Better support for string formatting (#7418)
Fixes https://github.com/python/mypy/issues/1444
Fixes https://github.com/python/mypy/issues/2639
Fixes https://github.com/python/mypy/issues/7114
This PR does three related things:
* Fixes some corner cases in `%` formatting
* Tightens `bytes` vs `str` interactions (including those that are technically not errors)
* Adds type checking for `str.format()` calls
This also fixes few issues discovered by this PR during testing (notably a bug in f-string transformation), and adds/extends a bunch of docstring and comments to existing code. The implementation is mostly straightforward, there are few hacky things, but IMO nothing unreasonable.
Here are few comments:
* It was hard to keep the approach to `str.format()` calls purely regexp-based (as for `%` formatting), mostly because the former can be both nested and repeated (And we must support nested formatting because this is how we support f-strings). CPython itself uses a custom parser but it is huge, so I decided to have a mixed approach. This way we can keep code simple while still maintaining practically one-to-one compatibility with runtime behavior (the error messages are sometimes different however).

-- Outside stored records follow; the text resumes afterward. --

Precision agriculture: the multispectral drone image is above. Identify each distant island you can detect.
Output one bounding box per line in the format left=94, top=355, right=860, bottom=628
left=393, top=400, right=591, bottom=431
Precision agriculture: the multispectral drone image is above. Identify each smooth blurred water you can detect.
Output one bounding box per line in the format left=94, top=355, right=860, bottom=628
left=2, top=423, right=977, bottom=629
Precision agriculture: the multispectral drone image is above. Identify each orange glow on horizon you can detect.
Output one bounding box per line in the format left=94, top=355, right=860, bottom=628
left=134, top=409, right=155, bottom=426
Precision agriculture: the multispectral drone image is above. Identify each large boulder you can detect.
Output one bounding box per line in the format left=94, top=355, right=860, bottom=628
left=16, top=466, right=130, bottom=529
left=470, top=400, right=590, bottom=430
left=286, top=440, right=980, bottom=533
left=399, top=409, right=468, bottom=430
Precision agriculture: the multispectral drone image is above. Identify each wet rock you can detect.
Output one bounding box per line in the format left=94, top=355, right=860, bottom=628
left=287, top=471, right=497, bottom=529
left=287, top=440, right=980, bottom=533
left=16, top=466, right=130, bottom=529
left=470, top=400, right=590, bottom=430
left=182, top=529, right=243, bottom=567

* This causes few hundreds of errors internally, I am not sure what to do with these. Most popular ones are:
- Unicode upcast (`'%s' % u'...'` results in `unicode`, not `str`, on Python 2)
- Using `'%s' % some_bytes` and/or `'{:s}'.format(some_bytes)` on Python 3
- Unused arguments in `str.format()` call (probably because at runtime they are silently ignored)
* I added new error code for string interpolation/formatting and used it everywhere in old and new code. Potentially we might split out the `str` vs `bytes` errors into a separate error code, because technically they are not type errors, just suspicious/dangerous code.